The City of North Vancouver is exploring the possibility of building a bike escalator that would help cyclists more easily ascend the steep hills of the densely populated Lonsdale Avenue corridor.
Inspired by the mechanics of ski lifts, the patented bicycle lift technology Trampe has been used in Trondheim, Norway, since 1993. It carries cyclists uphill via foot plates attached to a wire rope, at a speed of two metres per second.
According to North Vancouver Mayor Darrell Mussatto, the lift would fit nicely with his community’s cycling plan, since many bike commuters on the North Shore have difficulty riding up the steepest grades of the hilly terrain heading north. He notes the grade of Lonsdale and Chesterfield avenues is roughly the same as the hill in Trondheim where the Trampe system is used.
The bike lift would ideally link the waterfront area near Lonsdale Quay to the Central Lonsdale neighbourhood, travelling along Chesterfield Avenue.
To date, Mussatto said, “staff are still investigating.”
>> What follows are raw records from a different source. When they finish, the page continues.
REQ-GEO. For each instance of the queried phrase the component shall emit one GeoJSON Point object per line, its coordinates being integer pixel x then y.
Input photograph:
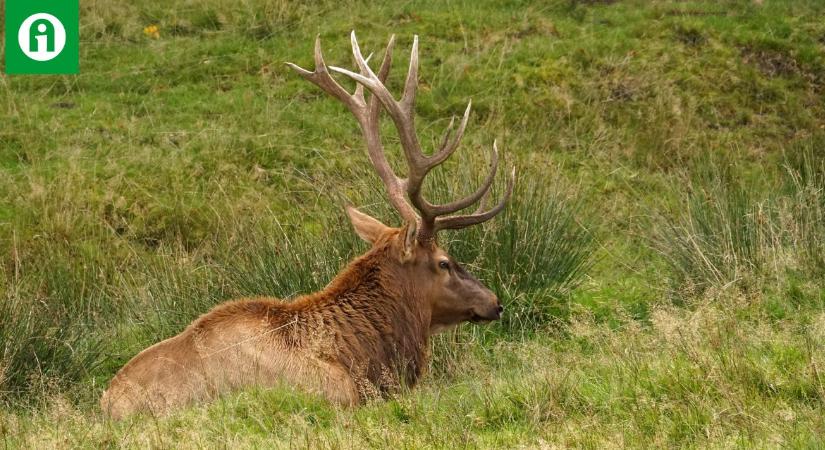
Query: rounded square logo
{"type": "Point", "coordinates": [42, 36]}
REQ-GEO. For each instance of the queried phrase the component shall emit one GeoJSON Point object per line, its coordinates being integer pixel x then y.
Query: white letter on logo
{"type": "Point", "coordinates": [40, 52]}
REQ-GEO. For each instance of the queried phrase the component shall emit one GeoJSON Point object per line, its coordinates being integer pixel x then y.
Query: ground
{"type": "Point", "coordinates": [661, 262]}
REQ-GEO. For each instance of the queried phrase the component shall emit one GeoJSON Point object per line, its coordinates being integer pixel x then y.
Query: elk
{"type": "Point", "coordinates": [365, 334]}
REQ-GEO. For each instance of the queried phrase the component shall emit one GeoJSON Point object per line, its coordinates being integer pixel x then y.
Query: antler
{"type": "Point", "coordinates": [432, 217]}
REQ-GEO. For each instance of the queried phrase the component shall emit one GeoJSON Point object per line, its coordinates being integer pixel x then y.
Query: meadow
{"type": "Point", "coordinates": [662, 262]}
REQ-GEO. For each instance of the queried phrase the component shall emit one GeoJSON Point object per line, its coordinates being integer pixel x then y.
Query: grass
{"type": "Point", "coordinates": [661, 260]}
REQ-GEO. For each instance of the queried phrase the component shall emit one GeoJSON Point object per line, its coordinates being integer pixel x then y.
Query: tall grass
{"type": "Point", "coordinates": [735, 232]}
{"type": "Point", "coordinates": [84, 328]}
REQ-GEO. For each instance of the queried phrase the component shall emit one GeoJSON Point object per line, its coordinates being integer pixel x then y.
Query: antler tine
{"type": "Point", "coordinates": [322, 79]}
{"type": "Point", "coordinates": [448, 146]}
{"type": "Point", "coordinates": [383, 73]}
{"type": "Point", "coordinates": [411, 85]}
{"type": "Point", "coordinates": [432, 217]}
{"type": "Point", "coordinates": [368, 122]}
{"type": "Point", "coordinates": [471, 199]}
{"type": "Point", "coordinates": [456, 222]}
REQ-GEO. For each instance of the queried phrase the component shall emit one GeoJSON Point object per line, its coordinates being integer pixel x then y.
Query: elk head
{"type": "Point", "coordinates": [453, 294]}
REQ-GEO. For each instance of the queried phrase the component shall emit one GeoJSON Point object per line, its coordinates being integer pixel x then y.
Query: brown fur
{"type": "Point", "coordinates": [365, 334]}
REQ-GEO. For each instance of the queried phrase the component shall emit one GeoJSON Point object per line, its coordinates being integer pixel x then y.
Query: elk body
{"type": "Point", "coordinates": [367, 332]}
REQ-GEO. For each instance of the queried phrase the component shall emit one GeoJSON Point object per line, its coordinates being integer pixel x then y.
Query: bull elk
{"type": "Point", "coordinates": [367, 332]}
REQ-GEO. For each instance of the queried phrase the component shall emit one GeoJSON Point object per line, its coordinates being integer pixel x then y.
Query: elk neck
{"type": "Point", "coordinates": [376, 316]}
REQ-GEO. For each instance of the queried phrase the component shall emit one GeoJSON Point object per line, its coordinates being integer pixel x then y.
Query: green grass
{"type": "Point", "coordinates": [661, 260]}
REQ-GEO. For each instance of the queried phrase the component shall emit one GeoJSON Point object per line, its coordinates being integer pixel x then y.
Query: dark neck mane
{"type": "Point", "coordinates": [373, 320]}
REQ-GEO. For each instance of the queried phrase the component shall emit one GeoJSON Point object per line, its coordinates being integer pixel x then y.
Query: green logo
{"type": "Point", "coordinates": [42, 36]}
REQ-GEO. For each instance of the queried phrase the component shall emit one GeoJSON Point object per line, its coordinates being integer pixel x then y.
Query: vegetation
{"type": "Point", "coordinates": [662, 264]}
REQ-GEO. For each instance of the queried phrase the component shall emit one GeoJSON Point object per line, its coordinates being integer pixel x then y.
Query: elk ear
{"type": "Point", "coordinates": [367, 227]}
{"type": "Point", "coordinates": [410, 234]}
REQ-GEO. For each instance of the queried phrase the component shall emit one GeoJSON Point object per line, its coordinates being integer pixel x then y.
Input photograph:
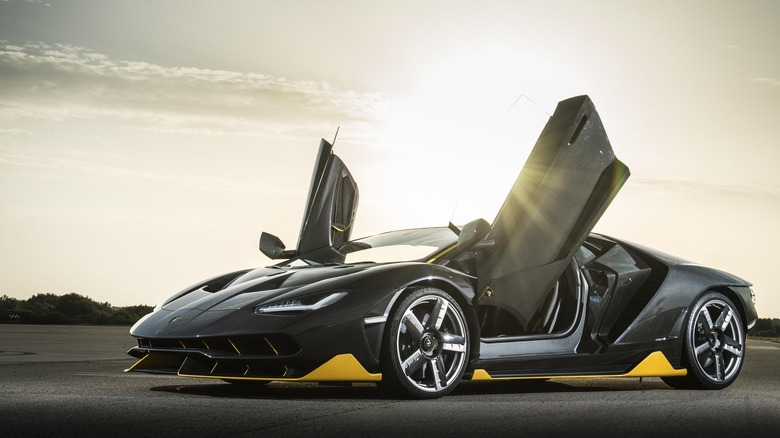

“I have only had meetings with them in my office to get their first impressions,” he added.
He plans to ask for a report on the technology that would be brought before North Vancouver council in September.
North Vancouver is not the only jurisdiction pondering making use of this technology. Trampe inventor Jarle Wanvik told Metro that other North American cities, including Seattle, Quebec City and Ithaca, N.Y., are also interested.
Such infrastructure is not without its own challenges, however. Implementing it could cost upwards of $1 million.
In Trondheim, there has never been an accident on the system, according to Wanvik.